Buna, müsaadenizle, ulusalcılıktan farklı olarak, ulusolculuk diyorum… Peki ulusalcılık neydi?
Ulusalcılık; 90’lı yılların sonu ve 2000’lerin başlarında milliyetçi, solcu, Kemalist ve hatta muhafazakâr çevrelerin yurt veya vatan hassasiyeti, gönül verdikleri partilerin ve diğer hassasiyetlerinin önünde olan, yükselen salon solculuğu veya neoliberal küreselciliğe karşı tepkili seküler bir kamusallıktı. Bugüne kadar bu kamusallığın siyasal örneklikleri, büyük oranda kendilerini nizamî milliyetçilikten ayırt edemedi ve yetkenin baştan çıkarıcı tekliflerine kayıtsız kalamadı. Görünürlükleri sürse de, anılan nedenlerden dolayı kendilerine yeni bir liman aradıklarını düşünebiliriz.

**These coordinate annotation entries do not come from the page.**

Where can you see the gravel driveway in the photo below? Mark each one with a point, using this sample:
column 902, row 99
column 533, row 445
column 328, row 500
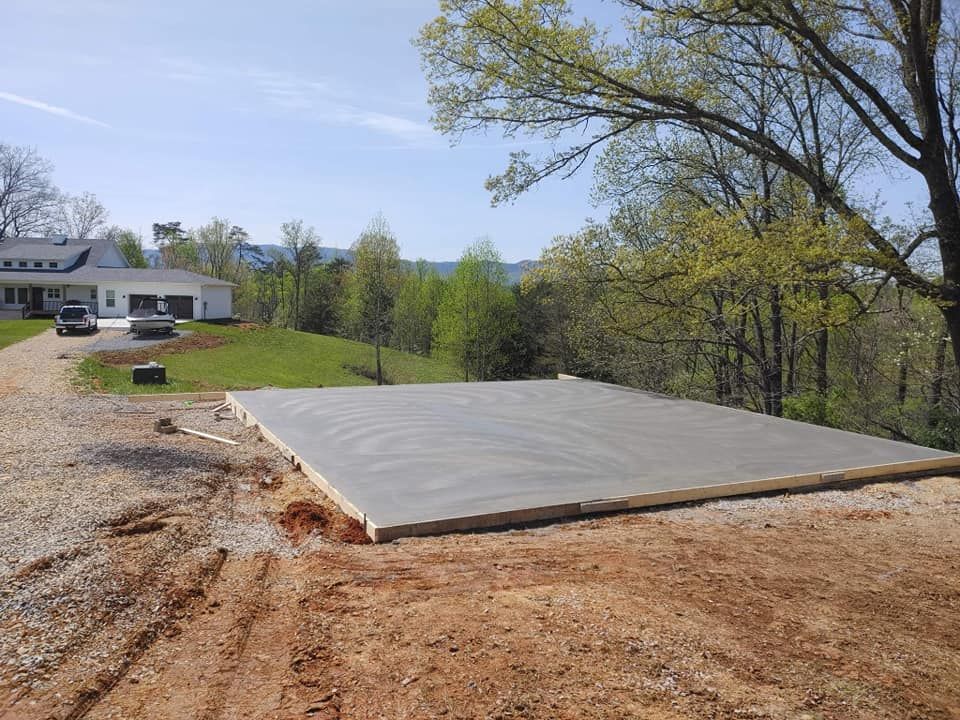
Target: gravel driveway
column 74, row 469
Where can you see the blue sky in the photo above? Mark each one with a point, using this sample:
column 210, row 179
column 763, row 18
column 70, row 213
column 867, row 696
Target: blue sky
column 261, row 113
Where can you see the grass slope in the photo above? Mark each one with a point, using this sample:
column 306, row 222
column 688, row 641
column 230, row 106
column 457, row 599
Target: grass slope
column 12, row 331
column 256, row 356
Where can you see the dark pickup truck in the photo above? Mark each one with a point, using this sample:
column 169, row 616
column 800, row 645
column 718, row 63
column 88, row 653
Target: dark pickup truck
column 75, row 317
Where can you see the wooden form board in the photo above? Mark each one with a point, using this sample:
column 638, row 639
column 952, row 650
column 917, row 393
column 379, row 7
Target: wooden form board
column 694, row 492
column 178, row 397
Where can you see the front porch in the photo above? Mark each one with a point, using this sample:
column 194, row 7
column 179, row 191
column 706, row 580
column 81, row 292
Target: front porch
column 45, row 301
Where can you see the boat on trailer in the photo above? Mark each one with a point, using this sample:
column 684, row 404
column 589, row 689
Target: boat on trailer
column 151, row 316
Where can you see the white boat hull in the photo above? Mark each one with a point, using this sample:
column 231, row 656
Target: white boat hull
column 154, row 324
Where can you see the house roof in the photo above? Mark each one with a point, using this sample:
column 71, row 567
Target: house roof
column 87, row 269
column 38, row 251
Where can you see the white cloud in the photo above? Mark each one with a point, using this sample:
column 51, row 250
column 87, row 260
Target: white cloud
column 290, row 92
column 52, row 109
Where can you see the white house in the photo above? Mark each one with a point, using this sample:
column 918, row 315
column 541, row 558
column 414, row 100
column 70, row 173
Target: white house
column 39, row 275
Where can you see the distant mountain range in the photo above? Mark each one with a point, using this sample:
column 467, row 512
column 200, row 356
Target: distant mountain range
column 514, row 270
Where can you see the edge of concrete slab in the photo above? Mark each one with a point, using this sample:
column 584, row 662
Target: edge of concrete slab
column 379, row 534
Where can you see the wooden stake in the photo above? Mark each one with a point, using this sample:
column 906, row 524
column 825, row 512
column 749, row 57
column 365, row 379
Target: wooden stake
column 208, row 436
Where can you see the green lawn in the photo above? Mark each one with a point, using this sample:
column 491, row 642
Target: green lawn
column 12, row 331
column 262, row 356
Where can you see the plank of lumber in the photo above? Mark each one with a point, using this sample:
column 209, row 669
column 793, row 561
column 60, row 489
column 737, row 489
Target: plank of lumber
column 208, row 436
column 175, row 397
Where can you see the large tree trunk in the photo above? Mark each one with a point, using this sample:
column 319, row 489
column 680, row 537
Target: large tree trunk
column 776, row 360
column 936, row 386
column 952, row 316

Bugün bundan ders de çıkarmış olarak, sekülerliği yine ön planda, milliyetçiliği etnik düzeyde olmak yerine, Alman romantikleri gibi doğasına ve kültürel genetiklerine bir gelenekçi gibi bağlı, Cumhuriyet’in kuruluş felsefesini sosyalistçe görmese de, tıpkı Fransız devrimi gibi, ona giden ve aşılması gereken zorunlu bir uğrak olarak kabul eden, özgürlük ve eşitlik (sol) idealine kopmaz bir gerçeklikle bağlı, tarihin havını tersine tarayanlarla barışık, halkının Hacı Bektaş Veli, Yunus Emre, Nasreddin Hoca, Karacaoğlan, Pir Sultan Abdal, Hacı Bayram Veli, Niyâzî Mısrî, Dadaloğlu, Şeyh Bedrettin, Ahiler, Abdallar ve Bacılar metafiziğine yaslanmış; Şinasî, Tevfik Fikret, Nazım Hikmet, Sabahattin Ali, Sait Faik, Hasan Ali Yücel, Dr. Kıvılcımlı, Azra Erhat, Eyuboğlular, Turgut Uyar, Ahmet Hamdi Tanpınar, Niyazi Berkes, Oğuz Atay, Bedrettin Cömert, Vedat Günyol, Yalçın Küçük, Korkut Boratav ve adları bir çırpıda burada sayılamayacak nicesinin özgürlük ve eşitlik geleneğine şahsiyetli olarak ve sevgiyle bağlı olduğunu bilinçle ve/veya sezgiyle bilen ve fakat birbirlerinin de henüz farkında olamayan bir oluşum veya oluşum öbeklerinden bahsediyorum.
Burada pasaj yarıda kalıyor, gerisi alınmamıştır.